Silvio Berlusconi dichiarazioni su Governo.it

Sul sito ufficiale del Governo appare una irrituale quanto interessante dichiarazione di Silvio Berlusconi. Da leggere e da commentare.
Il comunicato comincia così:

Non mi sto interessando della legge elettorale. Quello che mi sta a cuore in questo momento è continuare a lavorare per portare l'Italia al riparo dall'attacco al nostro debito pubblico e fuori dalla crisi finanziaria globale.

Uno scenario apocalittico, dal quale però non si evince un dato fondamentale: chi sta attaccando il nostro debito pubblico? Un nemico invisibile? Un nemico reale e concreto? Da dove proviene questo attacco? E ancora: se la crisi finanziaria è globale, come può Berlusconi portar fuori l'Italia?
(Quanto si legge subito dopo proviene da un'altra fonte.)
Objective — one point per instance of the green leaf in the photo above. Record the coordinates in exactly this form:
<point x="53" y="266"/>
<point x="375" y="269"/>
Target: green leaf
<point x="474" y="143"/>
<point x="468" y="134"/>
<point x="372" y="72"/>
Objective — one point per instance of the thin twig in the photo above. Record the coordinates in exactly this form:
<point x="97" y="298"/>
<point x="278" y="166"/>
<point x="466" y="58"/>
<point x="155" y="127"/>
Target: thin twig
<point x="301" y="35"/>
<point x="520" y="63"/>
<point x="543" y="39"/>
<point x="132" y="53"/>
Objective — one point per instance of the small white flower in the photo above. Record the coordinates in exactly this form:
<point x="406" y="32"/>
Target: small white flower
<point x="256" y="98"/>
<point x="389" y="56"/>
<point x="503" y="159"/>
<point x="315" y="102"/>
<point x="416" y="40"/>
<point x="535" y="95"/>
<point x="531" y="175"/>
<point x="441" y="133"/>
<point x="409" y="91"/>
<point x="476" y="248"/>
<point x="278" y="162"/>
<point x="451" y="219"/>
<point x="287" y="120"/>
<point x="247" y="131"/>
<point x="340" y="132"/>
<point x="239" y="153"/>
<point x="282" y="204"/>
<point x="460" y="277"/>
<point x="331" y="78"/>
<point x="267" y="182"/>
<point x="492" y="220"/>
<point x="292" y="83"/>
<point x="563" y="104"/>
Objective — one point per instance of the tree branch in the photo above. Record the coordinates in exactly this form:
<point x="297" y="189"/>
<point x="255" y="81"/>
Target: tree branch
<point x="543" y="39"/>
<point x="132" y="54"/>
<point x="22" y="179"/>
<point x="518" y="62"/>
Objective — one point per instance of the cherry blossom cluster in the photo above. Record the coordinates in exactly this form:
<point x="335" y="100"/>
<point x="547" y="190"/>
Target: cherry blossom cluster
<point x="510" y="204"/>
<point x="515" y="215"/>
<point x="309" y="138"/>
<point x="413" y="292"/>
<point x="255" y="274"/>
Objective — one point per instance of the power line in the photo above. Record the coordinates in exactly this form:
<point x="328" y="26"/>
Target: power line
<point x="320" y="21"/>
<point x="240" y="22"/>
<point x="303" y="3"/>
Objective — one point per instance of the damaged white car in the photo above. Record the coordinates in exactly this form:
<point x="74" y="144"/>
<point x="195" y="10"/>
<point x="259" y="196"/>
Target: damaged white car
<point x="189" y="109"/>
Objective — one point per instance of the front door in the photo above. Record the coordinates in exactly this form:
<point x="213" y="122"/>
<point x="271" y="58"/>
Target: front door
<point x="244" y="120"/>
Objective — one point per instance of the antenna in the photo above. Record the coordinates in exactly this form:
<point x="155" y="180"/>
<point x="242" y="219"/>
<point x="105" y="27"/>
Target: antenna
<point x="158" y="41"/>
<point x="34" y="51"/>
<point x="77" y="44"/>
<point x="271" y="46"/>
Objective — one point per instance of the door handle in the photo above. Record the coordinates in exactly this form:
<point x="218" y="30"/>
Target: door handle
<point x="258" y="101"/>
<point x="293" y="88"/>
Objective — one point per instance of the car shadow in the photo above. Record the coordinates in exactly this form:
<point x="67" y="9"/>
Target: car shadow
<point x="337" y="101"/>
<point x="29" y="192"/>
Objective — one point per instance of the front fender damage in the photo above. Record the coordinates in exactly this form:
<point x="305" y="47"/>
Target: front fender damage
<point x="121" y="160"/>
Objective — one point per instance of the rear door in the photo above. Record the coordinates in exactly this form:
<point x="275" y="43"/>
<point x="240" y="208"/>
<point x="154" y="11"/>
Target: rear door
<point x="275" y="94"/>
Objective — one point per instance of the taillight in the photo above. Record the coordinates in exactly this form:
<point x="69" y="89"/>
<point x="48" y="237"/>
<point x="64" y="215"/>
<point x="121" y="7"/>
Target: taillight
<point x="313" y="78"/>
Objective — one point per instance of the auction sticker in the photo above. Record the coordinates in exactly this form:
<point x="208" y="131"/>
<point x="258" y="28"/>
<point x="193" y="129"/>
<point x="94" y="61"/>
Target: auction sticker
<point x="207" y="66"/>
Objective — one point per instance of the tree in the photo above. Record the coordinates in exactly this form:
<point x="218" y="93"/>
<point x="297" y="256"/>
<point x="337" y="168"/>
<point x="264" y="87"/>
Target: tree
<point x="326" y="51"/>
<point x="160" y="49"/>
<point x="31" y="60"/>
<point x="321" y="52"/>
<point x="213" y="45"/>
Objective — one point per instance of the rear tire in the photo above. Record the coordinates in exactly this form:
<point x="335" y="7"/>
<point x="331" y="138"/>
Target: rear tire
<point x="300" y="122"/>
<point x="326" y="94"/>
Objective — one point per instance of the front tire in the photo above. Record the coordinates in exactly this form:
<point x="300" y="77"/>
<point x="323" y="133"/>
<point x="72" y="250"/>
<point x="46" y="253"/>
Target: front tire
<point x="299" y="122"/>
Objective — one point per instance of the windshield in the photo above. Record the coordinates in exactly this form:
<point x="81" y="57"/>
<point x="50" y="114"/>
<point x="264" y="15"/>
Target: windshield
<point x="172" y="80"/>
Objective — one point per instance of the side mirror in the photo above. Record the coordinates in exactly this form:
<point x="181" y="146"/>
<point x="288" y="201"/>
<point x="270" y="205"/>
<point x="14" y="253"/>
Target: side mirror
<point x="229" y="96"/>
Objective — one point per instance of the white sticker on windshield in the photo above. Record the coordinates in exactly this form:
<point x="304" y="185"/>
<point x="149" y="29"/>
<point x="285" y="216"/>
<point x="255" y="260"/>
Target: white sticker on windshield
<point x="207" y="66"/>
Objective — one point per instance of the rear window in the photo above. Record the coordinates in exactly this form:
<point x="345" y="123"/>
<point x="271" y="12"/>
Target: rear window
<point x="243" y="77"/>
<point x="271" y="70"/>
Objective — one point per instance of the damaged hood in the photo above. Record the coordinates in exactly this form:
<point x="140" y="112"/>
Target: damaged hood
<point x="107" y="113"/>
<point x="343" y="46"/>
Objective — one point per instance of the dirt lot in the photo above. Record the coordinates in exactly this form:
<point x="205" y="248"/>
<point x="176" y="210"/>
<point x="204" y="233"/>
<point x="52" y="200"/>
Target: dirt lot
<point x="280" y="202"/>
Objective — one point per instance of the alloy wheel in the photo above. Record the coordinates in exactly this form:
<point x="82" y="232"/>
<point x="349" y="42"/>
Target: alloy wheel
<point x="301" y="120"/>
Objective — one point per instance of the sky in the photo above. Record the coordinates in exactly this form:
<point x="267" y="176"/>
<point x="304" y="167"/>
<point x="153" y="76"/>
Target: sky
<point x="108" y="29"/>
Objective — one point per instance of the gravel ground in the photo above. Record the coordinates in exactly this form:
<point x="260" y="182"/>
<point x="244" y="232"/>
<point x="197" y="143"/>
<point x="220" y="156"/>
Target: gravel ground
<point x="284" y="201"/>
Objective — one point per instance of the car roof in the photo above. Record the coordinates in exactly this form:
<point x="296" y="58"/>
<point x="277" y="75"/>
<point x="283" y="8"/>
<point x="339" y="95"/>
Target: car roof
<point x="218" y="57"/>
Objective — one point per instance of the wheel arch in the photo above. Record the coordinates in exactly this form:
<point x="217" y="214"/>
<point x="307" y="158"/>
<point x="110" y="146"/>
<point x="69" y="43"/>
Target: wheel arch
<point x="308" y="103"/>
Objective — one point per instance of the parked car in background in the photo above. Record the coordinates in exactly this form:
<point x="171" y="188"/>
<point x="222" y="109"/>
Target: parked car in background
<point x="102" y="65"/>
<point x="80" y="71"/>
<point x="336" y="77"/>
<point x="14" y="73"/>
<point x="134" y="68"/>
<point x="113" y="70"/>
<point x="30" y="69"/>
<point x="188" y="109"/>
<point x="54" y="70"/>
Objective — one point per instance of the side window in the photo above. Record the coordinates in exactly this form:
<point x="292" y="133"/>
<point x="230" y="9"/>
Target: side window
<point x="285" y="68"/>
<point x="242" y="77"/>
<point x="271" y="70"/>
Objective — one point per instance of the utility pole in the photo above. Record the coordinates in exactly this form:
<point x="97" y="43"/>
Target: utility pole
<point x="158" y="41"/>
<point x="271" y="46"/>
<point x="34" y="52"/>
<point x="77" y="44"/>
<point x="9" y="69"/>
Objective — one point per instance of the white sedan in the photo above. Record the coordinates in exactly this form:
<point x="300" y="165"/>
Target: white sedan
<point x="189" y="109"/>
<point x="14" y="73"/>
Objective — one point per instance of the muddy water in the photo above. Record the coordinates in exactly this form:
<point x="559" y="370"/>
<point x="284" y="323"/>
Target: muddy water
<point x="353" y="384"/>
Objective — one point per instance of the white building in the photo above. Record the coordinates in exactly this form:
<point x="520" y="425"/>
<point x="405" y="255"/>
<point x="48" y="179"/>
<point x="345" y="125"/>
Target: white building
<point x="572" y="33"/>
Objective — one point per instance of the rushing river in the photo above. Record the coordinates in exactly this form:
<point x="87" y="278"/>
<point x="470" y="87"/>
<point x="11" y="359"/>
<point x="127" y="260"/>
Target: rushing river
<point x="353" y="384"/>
Intende forse recapitare il nostro paese altrove, magari in un altro sistema solare? Su Marte no: è un pianeta rosso, ci mancherebbe solo quello.
Ma proseguiamo con la lettura:

Per questo governo e maggioranza stanno lavorando a un nuovo decreto legge, con misure concrete ed efficaci che ridiano fiducia ai cittadini, alle famiglie e alle imprese. Lo presenteremo entro la metà di questo mese, come ci siamo impegnati a fare.

Arriverà, dunque, un nuovo decreto che verosimilmente conterrà altre correzioni all'ormai celeberrima manovra anticrisi, e bisognerà vedere cosa ci si troverà dentro, visto che al momento la manovra - a parte l'impermeabile galassia a sé stante del PdL - ha scontentato praticamente tutti.
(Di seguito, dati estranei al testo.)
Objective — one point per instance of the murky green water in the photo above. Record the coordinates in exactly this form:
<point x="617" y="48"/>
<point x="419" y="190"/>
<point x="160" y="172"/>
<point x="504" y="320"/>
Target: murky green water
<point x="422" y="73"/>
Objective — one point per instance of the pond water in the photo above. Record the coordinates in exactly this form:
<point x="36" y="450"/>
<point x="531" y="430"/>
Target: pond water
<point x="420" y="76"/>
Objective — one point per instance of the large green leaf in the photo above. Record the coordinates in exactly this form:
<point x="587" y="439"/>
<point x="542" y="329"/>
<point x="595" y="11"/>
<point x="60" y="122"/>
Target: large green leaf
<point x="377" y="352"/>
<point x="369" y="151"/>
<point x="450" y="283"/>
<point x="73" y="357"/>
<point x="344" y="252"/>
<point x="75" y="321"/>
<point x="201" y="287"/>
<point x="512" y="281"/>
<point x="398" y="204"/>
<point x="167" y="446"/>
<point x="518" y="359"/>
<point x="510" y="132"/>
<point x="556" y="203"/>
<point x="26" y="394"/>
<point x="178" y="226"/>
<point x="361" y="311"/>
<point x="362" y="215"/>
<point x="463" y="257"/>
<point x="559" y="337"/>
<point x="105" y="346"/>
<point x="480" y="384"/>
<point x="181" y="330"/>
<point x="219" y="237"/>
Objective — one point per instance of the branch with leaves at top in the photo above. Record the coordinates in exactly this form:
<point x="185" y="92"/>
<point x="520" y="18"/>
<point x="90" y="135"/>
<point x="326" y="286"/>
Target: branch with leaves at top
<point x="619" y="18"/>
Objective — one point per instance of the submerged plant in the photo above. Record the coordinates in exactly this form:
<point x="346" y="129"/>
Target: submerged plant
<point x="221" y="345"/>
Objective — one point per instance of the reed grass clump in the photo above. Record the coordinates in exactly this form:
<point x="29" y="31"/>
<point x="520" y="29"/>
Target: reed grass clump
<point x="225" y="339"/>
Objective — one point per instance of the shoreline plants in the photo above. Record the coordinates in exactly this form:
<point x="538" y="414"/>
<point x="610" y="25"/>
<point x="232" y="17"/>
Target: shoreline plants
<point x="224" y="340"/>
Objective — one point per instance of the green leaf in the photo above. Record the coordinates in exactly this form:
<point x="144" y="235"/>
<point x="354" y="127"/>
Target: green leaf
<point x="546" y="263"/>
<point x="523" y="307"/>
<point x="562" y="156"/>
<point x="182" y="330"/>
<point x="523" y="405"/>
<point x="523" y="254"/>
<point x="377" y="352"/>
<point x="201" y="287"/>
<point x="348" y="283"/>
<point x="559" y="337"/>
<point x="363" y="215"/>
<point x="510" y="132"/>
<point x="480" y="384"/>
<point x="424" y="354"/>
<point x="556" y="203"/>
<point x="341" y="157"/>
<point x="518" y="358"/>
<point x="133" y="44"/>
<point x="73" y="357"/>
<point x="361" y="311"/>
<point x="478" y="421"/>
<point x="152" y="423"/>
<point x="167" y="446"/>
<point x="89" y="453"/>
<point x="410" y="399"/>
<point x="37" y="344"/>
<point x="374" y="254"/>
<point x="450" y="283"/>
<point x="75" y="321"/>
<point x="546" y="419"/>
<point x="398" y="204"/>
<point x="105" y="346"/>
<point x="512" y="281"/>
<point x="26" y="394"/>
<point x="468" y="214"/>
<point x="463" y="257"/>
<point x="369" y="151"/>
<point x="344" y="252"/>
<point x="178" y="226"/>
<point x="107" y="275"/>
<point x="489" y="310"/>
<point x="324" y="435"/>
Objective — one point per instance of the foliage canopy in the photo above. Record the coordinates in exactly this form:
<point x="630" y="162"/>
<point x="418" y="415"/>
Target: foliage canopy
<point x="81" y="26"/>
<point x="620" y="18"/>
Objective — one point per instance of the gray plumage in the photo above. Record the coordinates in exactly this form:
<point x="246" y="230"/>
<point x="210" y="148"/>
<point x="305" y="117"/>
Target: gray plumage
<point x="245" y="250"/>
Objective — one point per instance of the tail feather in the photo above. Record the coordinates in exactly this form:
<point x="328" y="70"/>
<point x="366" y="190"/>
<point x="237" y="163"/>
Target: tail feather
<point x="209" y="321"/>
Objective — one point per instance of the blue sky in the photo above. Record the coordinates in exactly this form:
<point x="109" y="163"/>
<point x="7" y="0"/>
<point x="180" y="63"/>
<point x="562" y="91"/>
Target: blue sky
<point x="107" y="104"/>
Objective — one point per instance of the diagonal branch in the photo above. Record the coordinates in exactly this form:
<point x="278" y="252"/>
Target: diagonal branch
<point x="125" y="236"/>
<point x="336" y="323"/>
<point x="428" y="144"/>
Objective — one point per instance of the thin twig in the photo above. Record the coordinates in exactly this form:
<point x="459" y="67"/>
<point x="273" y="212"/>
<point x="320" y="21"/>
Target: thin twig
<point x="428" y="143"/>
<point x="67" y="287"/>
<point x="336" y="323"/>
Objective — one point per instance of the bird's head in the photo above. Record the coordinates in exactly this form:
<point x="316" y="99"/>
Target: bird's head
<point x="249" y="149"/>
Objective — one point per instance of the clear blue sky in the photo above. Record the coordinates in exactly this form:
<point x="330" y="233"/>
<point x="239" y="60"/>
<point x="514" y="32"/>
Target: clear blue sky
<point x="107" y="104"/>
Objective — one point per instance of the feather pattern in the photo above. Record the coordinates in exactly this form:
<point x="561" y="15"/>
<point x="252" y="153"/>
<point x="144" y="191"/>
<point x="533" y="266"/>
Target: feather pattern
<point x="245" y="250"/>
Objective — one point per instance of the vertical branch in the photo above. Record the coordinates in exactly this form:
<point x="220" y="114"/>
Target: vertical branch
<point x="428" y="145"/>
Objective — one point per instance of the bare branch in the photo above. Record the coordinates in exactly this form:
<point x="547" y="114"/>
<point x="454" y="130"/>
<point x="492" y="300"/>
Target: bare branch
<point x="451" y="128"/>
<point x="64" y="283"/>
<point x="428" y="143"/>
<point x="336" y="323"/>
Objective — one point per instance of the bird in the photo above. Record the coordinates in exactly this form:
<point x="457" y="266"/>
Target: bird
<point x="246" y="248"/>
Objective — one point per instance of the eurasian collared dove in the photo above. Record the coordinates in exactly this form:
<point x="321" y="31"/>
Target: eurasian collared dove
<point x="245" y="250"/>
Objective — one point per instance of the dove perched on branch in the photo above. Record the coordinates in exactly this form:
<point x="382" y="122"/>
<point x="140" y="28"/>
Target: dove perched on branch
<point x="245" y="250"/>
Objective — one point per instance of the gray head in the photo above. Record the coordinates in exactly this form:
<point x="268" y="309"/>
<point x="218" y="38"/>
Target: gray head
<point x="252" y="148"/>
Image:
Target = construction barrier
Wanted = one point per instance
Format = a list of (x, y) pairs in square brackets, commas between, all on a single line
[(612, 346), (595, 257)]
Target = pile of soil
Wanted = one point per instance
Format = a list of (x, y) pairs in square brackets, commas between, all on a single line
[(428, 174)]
Non può mancare, poi, il consueto attacco a tutto ciò che è informazione.

A leggere le due righe che seguono viene proprio da pensare, anche a chi non vorrebbe per forza pensar male, credo, che al premier farebbe proprio piacere che non si potesse avere tutta questa "libertà" di dire le cose. La dichiarazione, infatti, prosegue così:

Tutto il resto sono le solite chiacchiere del teatrino quotidiano della politica, che, purtroppo, va in scena tutti i giorni sui quotidiani, nelle tv e on line e che produce solamente confusione e demoralizzazione nella gente.
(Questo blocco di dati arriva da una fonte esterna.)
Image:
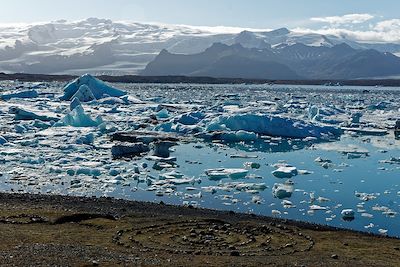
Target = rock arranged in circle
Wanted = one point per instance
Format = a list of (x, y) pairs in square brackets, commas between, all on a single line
[(215, 237)]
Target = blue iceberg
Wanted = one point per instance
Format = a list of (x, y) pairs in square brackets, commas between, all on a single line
[(78, 118), (87, 88), (21, 94), (273, 126)]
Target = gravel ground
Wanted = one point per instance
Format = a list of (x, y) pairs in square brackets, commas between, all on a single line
[(42, 230)]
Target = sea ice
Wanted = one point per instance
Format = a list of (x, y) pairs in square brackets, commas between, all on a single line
[(21, 94), (3, 140), (272, 125), (24, 114), (216, 174), (285, 171), (347, 214), (78, 118), (282, 190)]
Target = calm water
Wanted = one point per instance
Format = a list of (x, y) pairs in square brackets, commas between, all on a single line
[(369, 185)]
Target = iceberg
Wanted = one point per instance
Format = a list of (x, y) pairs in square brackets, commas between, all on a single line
[(3, 140), (216, 174), (23, 114), (273, 126), (347, 214), (78, 118), (87, 88), (282, 190), (21, 94), (84, 94), (286, 171), (128, 150)]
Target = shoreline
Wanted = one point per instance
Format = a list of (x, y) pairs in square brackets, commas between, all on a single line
[(107, 231), (25, 77)]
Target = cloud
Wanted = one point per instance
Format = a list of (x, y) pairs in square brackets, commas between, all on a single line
[(378, 33), (346, 19)]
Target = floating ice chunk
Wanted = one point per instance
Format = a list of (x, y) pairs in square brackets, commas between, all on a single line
[(78, 118), (287, 204), (282, 190), (129, 149), (256, 199), (163, 114), (84, 94), (322, 199), (19, 128), (252, 165), (355, 117), (97, 88), (347, 214), (86, 139), (317, 207), (275, 212), (285, 171), (3, 140), (273, 126), (216, 174), (110, 101), (21, 94), (366, 131), (191, 118), (161, 148), (383, 231), (75, 102), (304, 172), (23, 114)]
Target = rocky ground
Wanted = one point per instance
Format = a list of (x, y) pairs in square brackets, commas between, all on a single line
[(71, 231)]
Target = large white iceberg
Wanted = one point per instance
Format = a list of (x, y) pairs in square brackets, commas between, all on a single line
[(272, 125), (86, 87)]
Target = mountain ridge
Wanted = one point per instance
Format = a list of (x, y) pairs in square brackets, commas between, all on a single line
[(101, 46)]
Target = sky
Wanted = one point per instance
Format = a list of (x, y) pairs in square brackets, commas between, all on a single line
[(365, 19)]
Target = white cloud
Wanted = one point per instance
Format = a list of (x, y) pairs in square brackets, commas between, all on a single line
[(346, 19)]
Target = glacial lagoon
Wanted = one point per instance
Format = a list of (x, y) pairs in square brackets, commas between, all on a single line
[(210, 164)]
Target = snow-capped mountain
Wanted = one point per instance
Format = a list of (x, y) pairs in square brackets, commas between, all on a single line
[(101, 46)]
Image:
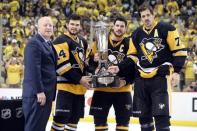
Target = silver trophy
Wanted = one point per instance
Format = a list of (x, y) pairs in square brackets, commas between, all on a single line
[(102, 77)]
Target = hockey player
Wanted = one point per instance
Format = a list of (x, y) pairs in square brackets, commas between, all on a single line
[(71, 83), (120, 98), (159, 56)]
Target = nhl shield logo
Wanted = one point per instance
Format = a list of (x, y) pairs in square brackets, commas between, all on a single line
[(6, 113), (19, 112)]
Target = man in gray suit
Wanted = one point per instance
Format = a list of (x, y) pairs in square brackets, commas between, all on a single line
[(39, 77)]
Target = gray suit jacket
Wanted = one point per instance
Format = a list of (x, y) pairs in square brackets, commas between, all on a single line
[(40, 72)]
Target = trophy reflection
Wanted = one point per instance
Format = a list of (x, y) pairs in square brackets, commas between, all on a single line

Infine, si ritorna ai cavalli di battaglia di Berlusconi: il premier non ha alcun potere; la giustizia va riformata (ci sono pur sempre le toghe rosse ad agire indisturbate), si è già fatto tanto (cosa esattamente?) e le opposizioni non pensano al bene del paese ma pensano solo a detronizzarlo. Se non ci credete, ecco come prosegue la nota originale, affatto diversa da questa breve parafrasi:

La riforma del sistema elettorale non è materia sulla quale mi sto esercitando. Le riforme che mi interessano in questo momento sono quelle del fisco, della architettura istituzionale, della giustizia, che sono il completamento delle riforme attuate in questi tre anni. Su questi temi, pur con il limite degli inesistenti poteri attribuiti dalla Costituzione al premier, sto spronando la maggioranza a lavorare presto e bene in Parlamento. Su queste riforme decisive per il presente e per il futuro del Paese, sarebbe auspicabile un contributo fattivo dalle opposizioni, se pensassero davvero al bene comune e non solo alla mia poltrona di premier".

La comunicazione del Governo, anche attraverso i suoi canali ufficiali, dunque, è ormai al servizio delle verità di Berlusconi, che il premier va ripetendo da anni e anni a reti unificate. Il disco è rotto, tanto quanto quello delle opposizioni che chiedono le dimissioni.

Se non altro, avendo affidato i propri pensieri alla parola scritta, il premier non potrà dire che è stato frainteso. A meno che anche la lingua italiana non sia diventata un'opinione.